As a representative of medium-sized concrete production equipment, the technical parameter configuration of the JS1000 concrete mixing plantdirectly impacts equipment performance, production efficiency, and operational costs. Reasonable power configuration and transformerselection not only ensure stable operation but also significantly reduce energy consumption and improve investment return. This article provides an in-depth analysis of the technical parameters of the JS1000 concrete mixer ,along with professional selection suggestions and configuration solutions.  

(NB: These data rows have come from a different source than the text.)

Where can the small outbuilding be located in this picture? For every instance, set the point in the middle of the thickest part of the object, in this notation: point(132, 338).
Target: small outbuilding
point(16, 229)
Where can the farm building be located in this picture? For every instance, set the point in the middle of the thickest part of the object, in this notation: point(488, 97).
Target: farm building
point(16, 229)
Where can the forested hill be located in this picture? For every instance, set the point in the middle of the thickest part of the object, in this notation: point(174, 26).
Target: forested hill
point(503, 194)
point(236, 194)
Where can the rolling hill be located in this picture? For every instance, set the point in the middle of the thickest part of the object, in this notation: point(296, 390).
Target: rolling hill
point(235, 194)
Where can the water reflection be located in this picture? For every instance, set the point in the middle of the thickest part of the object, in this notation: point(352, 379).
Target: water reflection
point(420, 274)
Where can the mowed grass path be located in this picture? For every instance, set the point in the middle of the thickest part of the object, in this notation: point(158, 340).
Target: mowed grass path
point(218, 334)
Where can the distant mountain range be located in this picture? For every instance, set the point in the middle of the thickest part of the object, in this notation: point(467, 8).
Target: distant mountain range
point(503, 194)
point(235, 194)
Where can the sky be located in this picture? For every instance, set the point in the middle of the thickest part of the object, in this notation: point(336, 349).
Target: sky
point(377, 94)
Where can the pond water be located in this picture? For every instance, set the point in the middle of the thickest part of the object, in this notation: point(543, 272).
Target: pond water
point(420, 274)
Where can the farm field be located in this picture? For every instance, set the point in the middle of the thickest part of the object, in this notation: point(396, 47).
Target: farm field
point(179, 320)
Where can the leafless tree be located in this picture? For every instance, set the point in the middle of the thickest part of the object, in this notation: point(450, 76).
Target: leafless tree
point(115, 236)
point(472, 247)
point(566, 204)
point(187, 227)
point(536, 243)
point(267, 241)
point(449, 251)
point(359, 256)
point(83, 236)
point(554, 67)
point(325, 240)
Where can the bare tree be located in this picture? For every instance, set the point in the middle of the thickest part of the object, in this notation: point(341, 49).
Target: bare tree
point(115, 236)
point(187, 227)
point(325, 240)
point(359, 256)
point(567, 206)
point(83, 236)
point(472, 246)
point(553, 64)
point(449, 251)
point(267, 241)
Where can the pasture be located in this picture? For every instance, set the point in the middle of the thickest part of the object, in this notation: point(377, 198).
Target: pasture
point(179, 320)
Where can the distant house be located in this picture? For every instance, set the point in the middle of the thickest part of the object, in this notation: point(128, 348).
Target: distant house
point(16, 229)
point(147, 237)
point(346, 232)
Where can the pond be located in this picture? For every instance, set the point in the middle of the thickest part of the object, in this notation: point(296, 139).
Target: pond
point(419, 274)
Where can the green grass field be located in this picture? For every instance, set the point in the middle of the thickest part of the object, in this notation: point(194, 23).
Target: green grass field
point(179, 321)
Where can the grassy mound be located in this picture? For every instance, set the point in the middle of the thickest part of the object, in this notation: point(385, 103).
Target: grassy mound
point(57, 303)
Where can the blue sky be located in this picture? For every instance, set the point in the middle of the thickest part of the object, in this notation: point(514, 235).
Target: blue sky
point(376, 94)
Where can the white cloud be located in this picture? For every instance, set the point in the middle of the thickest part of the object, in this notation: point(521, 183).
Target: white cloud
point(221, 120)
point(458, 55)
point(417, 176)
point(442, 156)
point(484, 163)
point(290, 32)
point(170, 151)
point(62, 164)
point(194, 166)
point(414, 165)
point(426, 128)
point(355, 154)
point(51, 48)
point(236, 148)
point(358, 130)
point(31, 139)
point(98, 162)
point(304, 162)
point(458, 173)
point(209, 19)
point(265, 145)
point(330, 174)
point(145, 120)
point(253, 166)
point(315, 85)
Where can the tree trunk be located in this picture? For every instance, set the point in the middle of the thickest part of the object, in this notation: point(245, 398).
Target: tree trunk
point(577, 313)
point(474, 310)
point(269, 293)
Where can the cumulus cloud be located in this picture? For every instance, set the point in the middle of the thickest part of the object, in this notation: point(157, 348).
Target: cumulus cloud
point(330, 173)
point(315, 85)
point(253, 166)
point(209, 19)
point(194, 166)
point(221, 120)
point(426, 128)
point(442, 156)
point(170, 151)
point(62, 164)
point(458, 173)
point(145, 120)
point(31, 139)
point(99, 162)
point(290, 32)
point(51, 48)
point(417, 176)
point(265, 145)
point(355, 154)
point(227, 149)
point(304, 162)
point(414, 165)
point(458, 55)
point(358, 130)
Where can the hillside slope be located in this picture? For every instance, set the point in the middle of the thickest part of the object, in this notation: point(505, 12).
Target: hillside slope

 I. Detailed Core Parameters of JS1000 Mixing Plant  

 1.1 Basic Technical Parameters  

Production Capacity Indicators:  

- Theoretical Productivity: 50-60 m³/h  

- Discharge Capacity: 1000 L/batch  

- Feeding Capacity: 1600 L  

- Work Cycle Time: 72 s  

- Annual Average Productivity: 45-50 m³/h  

Structural Parameters:  

- Mixer Host Model: JS1000 Dual Horizontal Shaft Forced Type  

- Hopper Lifting Speed: 18-20 m/min  

- Discharge Height: 3.8-4.2 m  

- Total Plant Footprint: Length × Width = 25 × 20 m (Basic Model)  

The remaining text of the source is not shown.